Porém escolher uma equipe econômica comprometida com o controle inflacionário não será suficiente. O Brasil passa por um descontrole das contas públicas. O próximo governo terá que encarar reformas estruturais, como a da previdência, que deverão ser feitas nos próximos anos. “Infelizmente essas reformas sofrem resistências de muitos grupos, incluindo de funcionários públicos. Ai que fica a questão: Será que o próximo grupo político que vencer a eleição, seja lá quem for, vai ter força para fazer essas reformas, para vencer essas corporações?”, questiona Serigatti.

Desde que a Política de Metas de Inflação foi implementada no Brasil, em 1999, as taxas no país têm estado relativamente controladas e em níveis baixos. Ao longo deste período, por quatro vezes a inflação ficou acima da média, o que levou o BC a aumentar fortemente a taxa de juros para trazê-la de volta à meta. A taxa de juros chegou a ser superior a 20% no final dos anos 90. Atualmente, o país está com a inflação dentro da meta e com a menor taxa de juros da nossa história, com a SELIC a 6,5%.

Mesmo com esses resultados, para Eduardo Strachman, professor do Departamento de Economia da UNESP de Araraquara, o regime tem falhas que foram apontadas por críticos desde a sua concepção. O professor aponta outros sistemas que considera melhores e mais viáveis do que a atual: “Há outros tipos de controle, por exemplo, sem metas explícitas, como fazem os EUA, que não usam o regime de metas; ou com uso de estoques reguladores e certos controles de preços, quando necessário, como faz a China, só para citar as duas maiores economias do mundo. A China não perde — ou não troca — 1% de crescimento, a fim de reduzir a inflação. Ela utiliza outros meios para controlá-la e mantê-la em níveis adequados.”

Já Serigatti analisa a política como um sucesso e não vê motivos para modificá-la: “Ela tem dado ótimos resultados. Desde que ela foi instituída, a gente conseguiu colocar a inflação sob controle, em uma banda bem mais civilizada.
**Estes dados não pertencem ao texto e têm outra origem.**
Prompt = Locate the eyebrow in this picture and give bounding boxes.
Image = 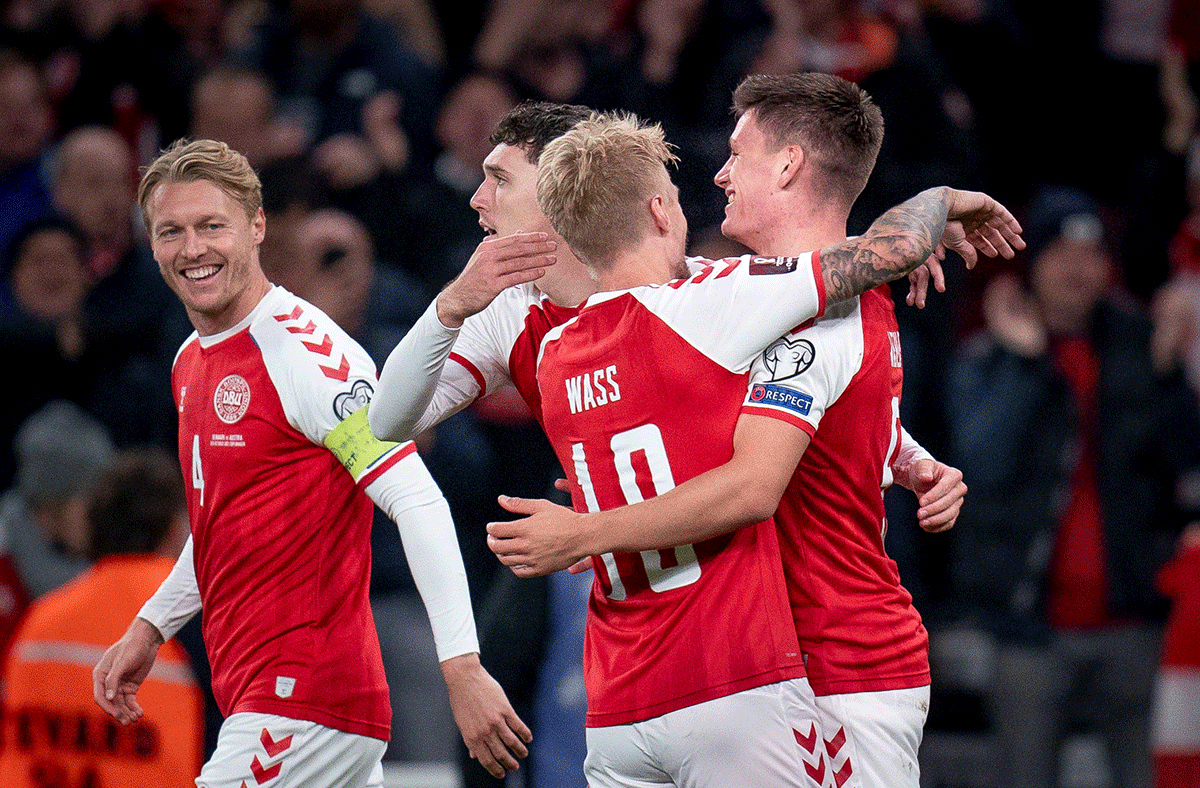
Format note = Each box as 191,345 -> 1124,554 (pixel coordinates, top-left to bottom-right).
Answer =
482,163 -> 510,179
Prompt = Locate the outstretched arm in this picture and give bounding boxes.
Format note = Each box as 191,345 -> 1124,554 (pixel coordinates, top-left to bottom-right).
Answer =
487,414 -> 806,576
820,187 -> 1024,305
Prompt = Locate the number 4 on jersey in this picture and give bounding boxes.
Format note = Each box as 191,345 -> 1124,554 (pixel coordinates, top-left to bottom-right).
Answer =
192,434 -> 205,506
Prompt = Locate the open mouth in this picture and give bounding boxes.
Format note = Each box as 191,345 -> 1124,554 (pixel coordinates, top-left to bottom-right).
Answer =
183,264 -> 222,281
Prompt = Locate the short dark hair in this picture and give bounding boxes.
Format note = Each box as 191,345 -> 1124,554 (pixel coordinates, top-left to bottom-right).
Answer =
490,101 -> 594,164
3,213 -> 88,282
732,72 -> 884,208
87,446 -> 185,561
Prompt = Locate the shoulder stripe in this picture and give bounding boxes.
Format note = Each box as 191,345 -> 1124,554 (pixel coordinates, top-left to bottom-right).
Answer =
741,404 -> 818,435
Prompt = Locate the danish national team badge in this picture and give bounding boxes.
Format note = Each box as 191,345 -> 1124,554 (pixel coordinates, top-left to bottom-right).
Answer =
213,374 -> 251,424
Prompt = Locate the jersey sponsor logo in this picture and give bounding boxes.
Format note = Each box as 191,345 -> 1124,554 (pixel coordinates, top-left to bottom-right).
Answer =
565,365 -> 621,415
763,337 -> 815,380
749,256 -> 800,275
888,330 -> 903,368
213,374 -> 251,424
178,385 -> 188,413
333,379 -> 374,420
749,383 -> 813,416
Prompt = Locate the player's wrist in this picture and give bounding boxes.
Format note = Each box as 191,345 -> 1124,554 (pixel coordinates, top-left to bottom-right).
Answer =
435,292 -> 467,329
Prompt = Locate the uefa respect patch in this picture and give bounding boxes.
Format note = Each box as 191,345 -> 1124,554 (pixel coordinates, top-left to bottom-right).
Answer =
748,383 -> 813,416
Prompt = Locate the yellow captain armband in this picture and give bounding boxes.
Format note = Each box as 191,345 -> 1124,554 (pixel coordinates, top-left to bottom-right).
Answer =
324,405 -> 399,482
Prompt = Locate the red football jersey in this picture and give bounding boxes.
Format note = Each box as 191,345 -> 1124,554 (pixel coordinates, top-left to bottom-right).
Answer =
172,287 -> 412,740
742,286 -> 929,696
531,255 -> 827,727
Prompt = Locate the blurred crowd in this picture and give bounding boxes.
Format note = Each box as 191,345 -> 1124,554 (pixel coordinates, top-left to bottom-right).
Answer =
0,0 -> 1199,787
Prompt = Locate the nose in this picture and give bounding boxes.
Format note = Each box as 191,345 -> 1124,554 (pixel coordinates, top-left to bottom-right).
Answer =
181,228 -> 205,260
469,180 -> 490,213
714,158 -> 732,188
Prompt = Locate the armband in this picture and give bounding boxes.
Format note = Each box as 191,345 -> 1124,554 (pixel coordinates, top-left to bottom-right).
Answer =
324,405 -> 398,482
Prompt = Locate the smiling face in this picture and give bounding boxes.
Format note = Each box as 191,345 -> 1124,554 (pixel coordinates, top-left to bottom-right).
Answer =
470,142 -> 553,238
713,110 -> 787,251
148,179 -> 269,335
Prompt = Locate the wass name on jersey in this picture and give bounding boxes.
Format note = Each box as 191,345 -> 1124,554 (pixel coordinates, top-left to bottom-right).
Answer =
564,365 -> 621,415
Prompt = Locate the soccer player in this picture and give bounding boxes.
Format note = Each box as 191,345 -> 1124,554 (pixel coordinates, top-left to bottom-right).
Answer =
487,73 -> 966,788
90,139 -> 534,787
371,110 -> 1020,787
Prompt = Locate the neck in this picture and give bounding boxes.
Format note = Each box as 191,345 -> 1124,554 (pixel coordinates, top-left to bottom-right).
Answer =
192,273 -> 273,337
537,251 -> 598,307
746,209 -> 848,258
595,236 -> 681,292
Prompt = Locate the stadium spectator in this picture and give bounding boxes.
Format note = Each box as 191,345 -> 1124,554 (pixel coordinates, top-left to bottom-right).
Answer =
0,445 -> 204,788
1152,522 -> 1200,788
0,50 -> 54,286
49,125 -> 186,450
945,184 -> 1200,788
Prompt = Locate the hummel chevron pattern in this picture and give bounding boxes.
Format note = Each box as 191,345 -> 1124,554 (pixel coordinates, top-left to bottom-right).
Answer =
273,305 -> 350,380
824,727 -> 854,788
237,727 -> 293,786
794,724 -> 827,786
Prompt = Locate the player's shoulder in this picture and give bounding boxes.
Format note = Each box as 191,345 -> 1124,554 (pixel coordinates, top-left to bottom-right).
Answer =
249,288 -> 366,363
171,330 -> 202,370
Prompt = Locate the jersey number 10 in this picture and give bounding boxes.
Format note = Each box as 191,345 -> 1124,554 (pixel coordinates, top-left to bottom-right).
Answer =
571,424 -> 701,601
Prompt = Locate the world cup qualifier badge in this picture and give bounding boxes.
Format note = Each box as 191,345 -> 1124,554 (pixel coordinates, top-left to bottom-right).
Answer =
333,379 -> 374,420
763,337 -> 815,381
213,374 -> 251,424
749,256 -> 801,275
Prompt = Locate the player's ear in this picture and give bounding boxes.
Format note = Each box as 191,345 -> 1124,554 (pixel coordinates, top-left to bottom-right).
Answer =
649,194 -> 672,234
777,145 -> 803,190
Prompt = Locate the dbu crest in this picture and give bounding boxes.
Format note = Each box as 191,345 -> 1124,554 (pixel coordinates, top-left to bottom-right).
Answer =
213,375 -> 251,424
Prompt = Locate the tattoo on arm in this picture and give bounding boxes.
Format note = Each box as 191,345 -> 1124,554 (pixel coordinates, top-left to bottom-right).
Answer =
821,187 -> 950,304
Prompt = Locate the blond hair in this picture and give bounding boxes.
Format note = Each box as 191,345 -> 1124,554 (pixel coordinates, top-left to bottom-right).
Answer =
536,112 -> 678,269
138,138 -> 262,234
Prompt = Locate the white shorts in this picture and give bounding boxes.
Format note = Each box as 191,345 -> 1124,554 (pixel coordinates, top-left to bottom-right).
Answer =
813,685 -> 930,788
196,712 -> 386,788
584,678 -> 828,788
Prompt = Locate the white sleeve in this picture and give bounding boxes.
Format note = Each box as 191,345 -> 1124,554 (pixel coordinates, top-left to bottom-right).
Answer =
370,299 -> 464,441
136,535 -> 201,641
742,298 -> 863,430
633,253 -> 825,373
365,450 -> 480,661
370,286 -> 540,441
892,426 -> 935,477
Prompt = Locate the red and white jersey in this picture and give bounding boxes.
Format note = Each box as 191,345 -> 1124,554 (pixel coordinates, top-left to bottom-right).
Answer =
172,286 -> 415,740
448,282 -> 580,420
535,255 -> 828,727
742,285 -> 929,696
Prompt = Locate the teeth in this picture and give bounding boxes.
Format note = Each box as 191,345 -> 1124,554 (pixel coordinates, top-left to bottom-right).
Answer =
183,265 -> 220,280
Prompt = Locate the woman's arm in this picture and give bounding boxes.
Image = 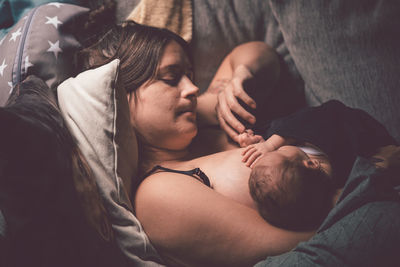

Não faltaram choques ao longo de todo esse período para testar o sistema. Ele serve para ancorar as expectativas e um Banco Central com credibilidade faz com que o uso da taxa de juros seja mais suave.”

Gráfico sobre política de metas (Montagem/Gabriel Oneto)
Gráfico sobre política de metas (Montagem/Gabriel Oneto)

A inflação baixa traz inegáveis avanços à economia. O Regime de Metas de Inflação é reconhecido, mesmo pelos críticos, como uma política de sucesso no controle da inflação, trazendo previsibilidade e confiança para o mercado. Começou no governo de Fernando Henrique Cardoso, passou pelos regimes de Lula e Dilma Rousseff, chegou no governo Temer e agora caberá ao próximo presidente, por meio da escolha do presidente do Banco Central e de apoio ou não às reformas, demonstrar o apoio a esse regime e se a meta de 3,75% para 2021 será alcançada.